Boxplots comparing (a) the number of sites bound, and (b) the number of differentially expressed transcription factors binding events near functionally or non-functionally bound genes. We considered binding for siRNA-targeted factor and any factor differentially expressed in the knockdown. (c) Focusing only on genes differentially expressed in common between each pairwise set of knockdowns we tested for enrichments of functional binding (y-axis). Pairwise comparisons between knockdown experiments were binned by the fraction of differentially expressed transcription factors in common between the two experiments. For these boxplots, outliers were not plotted.

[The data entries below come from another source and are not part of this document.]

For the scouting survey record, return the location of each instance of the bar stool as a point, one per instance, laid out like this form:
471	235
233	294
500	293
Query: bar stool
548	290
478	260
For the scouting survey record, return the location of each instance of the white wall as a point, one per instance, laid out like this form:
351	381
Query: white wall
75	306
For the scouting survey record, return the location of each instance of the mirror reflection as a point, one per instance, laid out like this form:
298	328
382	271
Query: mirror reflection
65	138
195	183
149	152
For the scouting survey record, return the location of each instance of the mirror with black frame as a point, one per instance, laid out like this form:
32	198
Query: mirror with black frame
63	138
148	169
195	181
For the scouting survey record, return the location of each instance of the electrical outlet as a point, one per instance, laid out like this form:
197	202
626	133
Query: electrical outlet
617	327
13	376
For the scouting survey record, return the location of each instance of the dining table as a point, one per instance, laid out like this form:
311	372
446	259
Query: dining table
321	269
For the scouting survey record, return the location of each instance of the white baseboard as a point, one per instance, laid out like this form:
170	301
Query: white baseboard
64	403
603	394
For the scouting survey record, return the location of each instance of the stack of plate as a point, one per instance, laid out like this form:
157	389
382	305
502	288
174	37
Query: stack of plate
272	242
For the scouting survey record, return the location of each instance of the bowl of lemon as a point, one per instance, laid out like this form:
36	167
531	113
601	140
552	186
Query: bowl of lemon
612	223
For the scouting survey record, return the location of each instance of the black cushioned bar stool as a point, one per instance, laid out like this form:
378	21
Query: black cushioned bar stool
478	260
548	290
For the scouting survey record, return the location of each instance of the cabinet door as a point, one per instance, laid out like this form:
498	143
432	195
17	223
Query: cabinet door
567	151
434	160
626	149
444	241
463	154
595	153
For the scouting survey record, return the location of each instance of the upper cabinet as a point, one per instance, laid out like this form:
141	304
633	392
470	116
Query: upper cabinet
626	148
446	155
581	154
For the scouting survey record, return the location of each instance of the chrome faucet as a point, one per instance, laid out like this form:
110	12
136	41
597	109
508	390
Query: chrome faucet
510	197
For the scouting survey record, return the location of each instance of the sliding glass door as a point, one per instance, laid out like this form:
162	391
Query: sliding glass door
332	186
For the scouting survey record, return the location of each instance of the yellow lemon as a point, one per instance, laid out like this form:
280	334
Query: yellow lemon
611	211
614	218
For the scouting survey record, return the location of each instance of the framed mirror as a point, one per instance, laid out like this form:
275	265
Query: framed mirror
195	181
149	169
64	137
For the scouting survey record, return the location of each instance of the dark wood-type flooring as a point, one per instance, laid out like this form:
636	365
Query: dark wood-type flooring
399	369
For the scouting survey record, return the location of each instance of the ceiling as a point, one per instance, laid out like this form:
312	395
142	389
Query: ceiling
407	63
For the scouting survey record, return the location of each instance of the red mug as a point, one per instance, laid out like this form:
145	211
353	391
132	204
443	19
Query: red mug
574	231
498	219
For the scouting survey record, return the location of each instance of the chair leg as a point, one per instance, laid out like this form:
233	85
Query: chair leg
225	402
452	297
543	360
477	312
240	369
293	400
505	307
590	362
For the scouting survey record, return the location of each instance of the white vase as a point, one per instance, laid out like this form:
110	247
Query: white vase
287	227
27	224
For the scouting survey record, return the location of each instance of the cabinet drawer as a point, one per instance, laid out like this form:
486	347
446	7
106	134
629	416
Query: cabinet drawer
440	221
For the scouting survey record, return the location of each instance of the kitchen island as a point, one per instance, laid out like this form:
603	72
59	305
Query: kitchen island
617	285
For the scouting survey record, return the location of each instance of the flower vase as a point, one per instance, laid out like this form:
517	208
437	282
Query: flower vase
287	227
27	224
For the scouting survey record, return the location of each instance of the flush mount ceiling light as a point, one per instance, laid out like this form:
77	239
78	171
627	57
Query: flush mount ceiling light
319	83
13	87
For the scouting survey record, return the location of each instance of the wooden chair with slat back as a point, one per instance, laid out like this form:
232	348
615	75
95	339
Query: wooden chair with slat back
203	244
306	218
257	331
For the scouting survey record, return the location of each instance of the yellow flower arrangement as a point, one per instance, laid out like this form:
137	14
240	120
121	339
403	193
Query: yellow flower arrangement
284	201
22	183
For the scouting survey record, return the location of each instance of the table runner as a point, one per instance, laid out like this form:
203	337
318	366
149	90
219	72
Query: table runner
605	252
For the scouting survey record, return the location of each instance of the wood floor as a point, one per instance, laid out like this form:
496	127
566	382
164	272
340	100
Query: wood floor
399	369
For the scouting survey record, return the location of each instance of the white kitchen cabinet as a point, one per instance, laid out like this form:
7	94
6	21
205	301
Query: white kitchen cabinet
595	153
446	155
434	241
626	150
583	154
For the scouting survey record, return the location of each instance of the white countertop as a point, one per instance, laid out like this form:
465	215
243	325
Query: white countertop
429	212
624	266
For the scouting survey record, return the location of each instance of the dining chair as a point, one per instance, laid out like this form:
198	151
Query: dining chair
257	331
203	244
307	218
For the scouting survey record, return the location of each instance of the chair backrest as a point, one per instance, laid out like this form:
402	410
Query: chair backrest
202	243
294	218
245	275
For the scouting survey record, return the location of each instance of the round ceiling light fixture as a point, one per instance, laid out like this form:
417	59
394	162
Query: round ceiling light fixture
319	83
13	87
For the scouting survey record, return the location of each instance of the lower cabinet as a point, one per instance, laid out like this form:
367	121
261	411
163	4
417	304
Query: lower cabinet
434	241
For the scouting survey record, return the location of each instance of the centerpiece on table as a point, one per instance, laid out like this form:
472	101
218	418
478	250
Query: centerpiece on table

https://doi.org/10.1371/journal.pgen.1004226.g004

We proceeded by examining the distribution of binding about the TSS. Most factor binding was concentrated near the TSS whether or not the genes were classified as differentially expressed (Figure 5A). However, surprisingly, the distance from the TSS to the binding sites was significantly longer for differentially expressed genes (P<10−16; Fig. 5B). We then investigated the distribution of factor binding across various chromatin states, as defined by Ernst et al. [11]. This dataset lists regions of the genome that have been assigned to different activity states based on ChIP-seq data for various histone modifications and CTCF binding. For each knockdown, we separated binding events by the genomic state in which they occurred and then tested whether binding in that state was enriched around differentially expressed genes. After correcting for multiple testing, 19 knockdowns showed significant enrichment for binding in “strong enhancers” around genes that were differentially expressed and four knockdowns had significant enrichments for “weak enhancers”. Further, eight knockdowns showed significant depletion of binding in “active promoters” of genes that were differentially expressed and six knockdowns had significant depletions for “transcription elongation”.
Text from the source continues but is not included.